50歳からあと20年、70歳まで働く選択肢が当たり前の時代に

60歳で定年を迎え、その後は悠々自適に余生を過ごせたのは遠い昔。今では70歳まで雇い続ける企業が増えている。
(中略)
各社の事情によって現実は「まだら模様」なのだが、シニア活用の動きを見ると人事制度としてのパターンは次の三つぐらいに分かれそうだ。一つは、ニトリのように60歳定年は変えずに再雇用を10年に延ばすもので、8月から全職種で再雇用を70歳まで拡大するトヨタ自動車もこのパターンだ。二つ目は先の大手メーカーのように、シニアの「戦力化」を狙って定年延長をするもの。そして三つ目は定年を延長した上で、その先70歳までの再雇用制度を組み合わせるパターン。今の主流である「60歳定年、65歳まで再雇用」を後ろ倒しする。
(AERAdot. 6月20日)

定年廃止に踏み切る大企業も珍しくなくなってきたが、主流は、再雇用を何らかの形で残して70歳までの雇用を可能にする制度だ。
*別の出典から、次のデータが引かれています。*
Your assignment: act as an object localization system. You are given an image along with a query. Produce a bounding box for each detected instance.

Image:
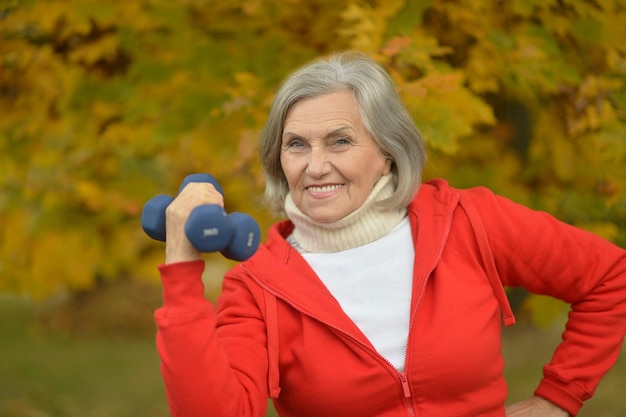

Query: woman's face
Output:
[280,91,391,223]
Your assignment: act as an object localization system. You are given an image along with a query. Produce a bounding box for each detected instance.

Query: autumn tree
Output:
[0,0,626,322]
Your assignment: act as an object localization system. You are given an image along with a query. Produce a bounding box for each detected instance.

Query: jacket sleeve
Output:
[155,261,268,417]
[474,189,626,415]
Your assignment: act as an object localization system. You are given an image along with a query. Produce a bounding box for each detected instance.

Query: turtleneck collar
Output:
[285,174,406,253]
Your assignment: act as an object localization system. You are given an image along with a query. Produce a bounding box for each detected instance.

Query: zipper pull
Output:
[400,372,411,398]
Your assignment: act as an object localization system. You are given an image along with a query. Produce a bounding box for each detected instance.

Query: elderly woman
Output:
[156,53,626,417]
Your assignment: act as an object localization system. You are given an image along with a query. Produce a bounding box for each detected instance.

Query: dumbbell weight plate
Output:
[185,204,233,252]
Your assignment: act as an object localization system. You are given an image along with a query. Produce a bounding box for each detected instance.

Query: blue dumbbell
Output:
[141,174,261,261]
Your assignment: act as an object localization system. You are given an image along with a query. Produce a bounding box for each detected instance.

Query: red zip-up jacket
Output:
[155,180,626,417]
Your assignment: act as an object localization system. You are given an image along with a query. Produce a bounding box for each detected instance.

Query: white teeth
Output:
[308,185,341,193]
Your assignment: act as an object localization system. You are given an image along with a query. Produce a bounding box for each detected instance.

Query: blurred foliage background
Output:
[0,0,626,415]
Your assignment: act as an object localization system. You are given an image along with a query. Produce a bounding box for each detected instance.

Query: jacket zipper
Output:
[398,200,459,417]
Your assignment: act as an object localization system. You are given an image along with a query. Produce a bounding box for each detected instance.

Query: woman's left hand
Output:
[506,397,569,417]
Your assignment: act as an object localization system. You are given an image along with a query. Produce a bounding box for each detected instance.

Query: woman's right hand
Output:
[165,182,224,264]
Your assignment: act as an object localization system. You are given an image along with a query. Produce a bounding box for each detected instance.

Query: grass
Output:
[0,297,626,417]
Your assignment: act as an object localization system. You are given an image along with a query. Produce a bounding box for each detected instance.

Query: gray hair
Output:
[259,52,426,213]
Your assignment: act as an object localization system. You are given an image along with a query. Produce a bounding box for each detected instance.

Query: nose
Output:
[306,146,332,178]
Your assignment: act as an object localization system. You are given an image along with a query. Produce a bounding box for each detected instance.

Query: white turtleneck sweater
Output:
[285,175,415,371]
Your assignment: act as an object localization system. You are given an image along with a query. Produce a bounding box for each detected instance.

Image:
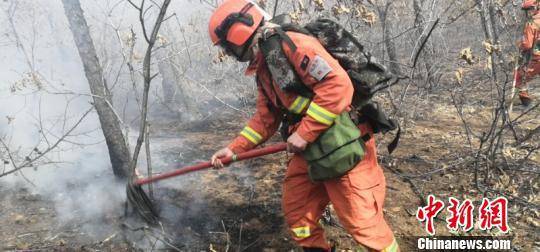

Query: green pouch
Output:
[302,112,364,181]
年齢に関係なく、能力と成果で処遇が決まる人事制度に若年層も含めて全社で移行できれば、定年は不要となるが、現行制度とのギャップが大き過ぎると現場の対応が難しい。制度は人事部門が設計しても、個々の従業員の評価は現場の管理職が行う。現場の管理能力が新たな人事制度に適応できないと、組織全体のパフォーマンスが低下する。しばらくは、現行制度の年齢を後ろ倒しにしていきしながら、試行錯誤を繰り返す企業が多くなりそうだ。
また、60歳超の従業員の働き方は多様化してきており、その評価と処遇は人によって差が大きい。この層に対する人事評価の経験の蓄積は、今後の若年層も含む全社員の働き方の多様化へ向けて、より良い対応をするための知見を得る機会にもなる。